GDPR Privacy statement

​Data Privacy Manager (DPM) – Andy Simpson /

GDPR Privacy statement 

About GDPR

The General Data Protection Regulation comes into force on 25th May 2018 and supersede the prior UK Data Protection Act.

The new regulations give customers greater rights with regards to the data they give to businesses they deal with. In order for any business to retain your data, they will have to obtain an “opt-in” notice from you.

In practice, the main areas affecting our candidates are the following:

You can:

Ask for a data subject access request – we will provide you with all electronic communications and data we have on you, wherever possible, for free. We will respond within 1 month

You can require us to completely remove all your data from all of our systems (exceptions apply, see below)

How do we store your data?

All of our business uses a secure desktop environment for all candidate and client data processing, and everything is stored in the cloud with providers who meet the necessary standards and criteria set out under GDPR.

We do need to make you aware that we use G-Suite from Google for various business applications and therefore that data is stored in North America, and not in the EU.

Mobile devices have an enforced security policy that means they are locked, and they can be remotely wiped if lost, stolen, or otherwise compromised.

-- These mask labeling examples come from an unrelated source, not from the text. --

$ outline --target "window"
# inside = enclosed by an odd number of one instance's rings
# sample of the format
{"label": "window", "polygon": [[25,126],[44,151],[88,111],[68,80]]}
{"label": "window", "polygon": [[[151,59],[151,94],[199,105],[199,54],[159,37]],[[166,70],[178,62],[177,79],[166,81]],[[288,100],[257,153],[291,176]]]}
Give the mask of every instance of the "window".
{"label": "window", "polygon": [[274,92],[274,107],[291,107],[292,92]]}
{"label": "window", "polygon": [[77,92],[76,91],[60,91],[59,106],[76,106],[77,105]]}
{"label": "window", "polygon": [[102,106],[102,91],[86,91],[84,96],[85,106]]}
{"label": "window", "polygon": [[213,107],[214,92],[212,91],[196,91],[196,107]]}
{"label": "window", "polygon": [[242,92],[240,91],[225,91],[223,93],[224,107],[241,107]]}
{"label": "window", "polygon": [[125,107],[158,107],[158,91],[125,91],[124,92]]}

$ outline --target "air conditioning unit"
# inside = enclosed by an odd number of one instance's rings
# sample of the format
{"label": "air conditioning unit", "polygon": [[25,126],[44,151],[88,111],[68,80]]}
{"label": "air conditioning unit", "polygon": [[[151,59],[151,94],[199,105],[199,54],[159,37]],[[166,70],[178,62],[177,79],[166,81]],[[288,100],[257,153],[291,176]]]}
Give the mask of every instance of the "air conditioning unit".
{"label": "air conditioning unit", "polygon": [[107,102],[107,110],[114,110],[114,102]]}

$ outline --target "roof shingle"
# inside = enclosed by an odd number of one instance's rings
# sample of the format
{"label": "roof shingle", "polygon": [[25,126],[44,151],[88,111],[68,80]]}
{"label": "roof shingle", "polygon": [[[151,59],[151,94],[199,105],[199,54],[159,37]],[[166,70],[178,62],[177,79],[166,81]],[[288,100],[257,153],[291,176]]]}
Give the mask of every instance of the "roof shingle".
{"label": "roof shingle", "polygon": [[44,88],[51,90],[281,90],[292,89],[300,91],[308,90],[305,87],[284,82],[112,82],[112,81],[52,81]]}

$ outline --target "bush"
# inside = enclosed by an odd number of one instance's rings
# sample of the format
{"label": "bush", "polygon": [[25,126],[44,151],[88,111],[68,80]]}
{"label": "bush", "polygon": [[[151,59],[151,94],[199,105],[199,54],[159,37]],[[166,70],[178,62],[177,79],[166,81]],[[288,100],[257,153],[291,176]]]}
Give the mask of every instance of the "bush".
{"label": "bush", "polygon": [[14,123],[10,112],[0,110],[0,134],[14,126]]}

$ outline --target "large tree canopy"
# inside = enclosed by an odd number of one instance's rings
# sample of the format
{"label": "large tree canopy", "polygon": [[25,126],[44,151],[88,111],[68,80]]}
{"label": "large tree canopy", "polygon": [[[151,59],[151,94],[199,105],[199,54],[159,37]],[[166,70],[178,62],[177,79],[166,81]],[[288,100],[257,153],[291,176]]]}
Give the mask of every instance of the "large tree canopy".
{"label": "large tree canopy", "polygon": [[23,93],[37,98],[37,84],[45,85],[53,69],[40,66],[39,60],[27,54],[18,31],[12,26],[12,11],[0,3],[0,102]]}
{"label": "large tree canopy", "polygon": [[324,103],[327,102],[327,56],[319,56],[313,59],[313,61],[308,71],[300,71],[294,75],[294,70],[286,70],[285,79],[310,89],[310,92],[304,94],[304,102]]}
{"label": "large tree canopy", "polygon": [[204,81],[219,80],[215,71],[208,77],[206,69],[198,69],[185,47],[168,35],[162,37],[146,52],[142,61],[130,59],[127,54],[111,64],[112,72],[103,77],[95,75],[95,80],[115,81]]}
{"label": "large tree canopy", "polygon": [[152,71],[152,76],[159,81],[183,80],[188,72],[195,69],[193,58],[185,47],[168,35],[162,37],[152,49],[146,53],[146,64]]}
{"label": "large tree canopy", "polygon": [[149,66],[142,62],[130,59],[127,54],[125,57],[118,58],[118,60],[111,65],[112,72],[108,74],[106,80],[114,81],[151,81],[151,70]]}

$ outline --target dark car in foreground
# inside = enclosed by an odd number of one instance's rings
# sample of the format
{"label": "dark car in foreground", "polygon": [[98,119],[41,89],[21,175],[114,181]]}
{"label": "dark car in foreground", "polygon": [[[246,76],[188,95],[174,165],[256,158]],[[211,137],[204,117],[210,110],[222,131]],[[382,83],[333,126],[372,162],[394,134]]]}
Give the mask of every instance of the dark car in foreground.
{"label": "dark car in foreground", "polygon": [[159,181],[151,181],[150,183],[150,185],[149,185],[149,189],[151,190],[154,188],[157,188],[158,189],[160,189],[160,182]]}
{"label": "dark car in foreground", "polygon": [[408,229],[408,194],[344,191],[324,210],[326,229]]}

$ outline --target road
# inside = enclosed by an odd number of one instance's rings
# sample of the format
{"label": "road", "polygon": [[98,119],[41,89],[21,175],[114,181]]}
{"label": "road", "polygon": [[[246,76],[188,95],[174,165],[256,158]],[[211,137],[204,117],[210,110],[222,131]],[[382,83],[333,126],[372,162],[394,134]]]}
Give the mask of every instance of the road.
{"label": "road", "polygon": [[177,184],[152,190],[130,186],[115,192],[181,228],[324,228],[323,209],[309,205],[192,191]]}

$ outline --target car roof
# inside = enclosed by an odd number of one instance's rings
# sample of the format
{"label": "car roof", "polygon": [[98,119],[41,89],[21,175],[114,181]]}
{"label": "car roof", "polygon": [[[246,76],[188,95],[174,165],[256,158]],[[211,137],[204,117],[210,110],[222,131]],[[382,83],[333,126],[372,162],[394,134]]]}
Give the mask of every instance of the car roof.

Any system breaches will be reported to the Information Commissioners Office within 72 hours of us becoming aware of the breach.

What data do we get from you?

As a recruitment business, it is necessary for us to obtain, at the very least, your CV and contact details, in order to represent you to opportunities that may be of interest to you.

That’s usually it, but please do take a look at the exceptions section below as well.

How do we obtain your data?

When you apply for an advertised position

We already hold it from an historical application

Referrals from friends or colleagues of yours

From public social networking sites such as Linkedin or Xing

What happens when we obtain your data?

You will receive a communication from us which will require you to opt-in in order for us to hold your data on our systems. If you do not opt-in, we will be required to automatically delete your data.

Our policy is to do this on a monthly basis, but we may follow up with you before that happens to ensure you are aware of what is happening.

What do we do with your data?

We will never share your contact details with a client without first letting you know and gaining your consent to do so.

Your CV can be submitted to our clients or shared with internal contacts at Energon People for other positions, if deemed suitable. Everything we do is tracked on our CRM system.

In some cases, our clients use 3rd party software to manage their recruitment process. In this instance, the 3rd party will have your data if we submit you, and they are operating as a data processor, and possibly also as a data controller. If they hold your data, they will be required to let you know and gain your consent if they intend to keep it.

Data retention & deletion – Privacy by design

We will automatically delete all emails that are older than 365 days.

All downloaded CVs and/ or candidate records are held on our database for 2 years minimum, unless you request deletion earlier, before then being deleted.

Any data records held on Energon People Recruitments cloud servers will be checked and deleted on a quarterly basis.


Data – In general, it is unlikely we will ever need to ask you for anything other than your CV, phone number and email address. However, if we do place you in a permanent position, it may be necessary to obtain documentation as required by either UK/ EU law and/ or our client, to demonstrate your Right To Work in the EU for example, and potentially other means of verifying your identity, such as a utility bill.

If we place you in a contract or interim position, it will be necessary to obtain further information, such as (including but not limited to) your Limited/ Umbrella company information and bank details, as well as proof of right to work and ID etc.

In either of these scenarios, we will hold your basic data (CV, notes, contact information) on our systems indefinitely, for legitimate business interest, as we need to maintain our business records. We can, of course, remove any specific item, such as a copy of a passport, from our systems, once the necessary legal compliance timescales are surpassed (7 years in many cases).

3rd Parties – we will never share your data with 3rd parties outside of Energon People Recruitment Group (which includes The BTN), other than with clients and their data processors, without your consent.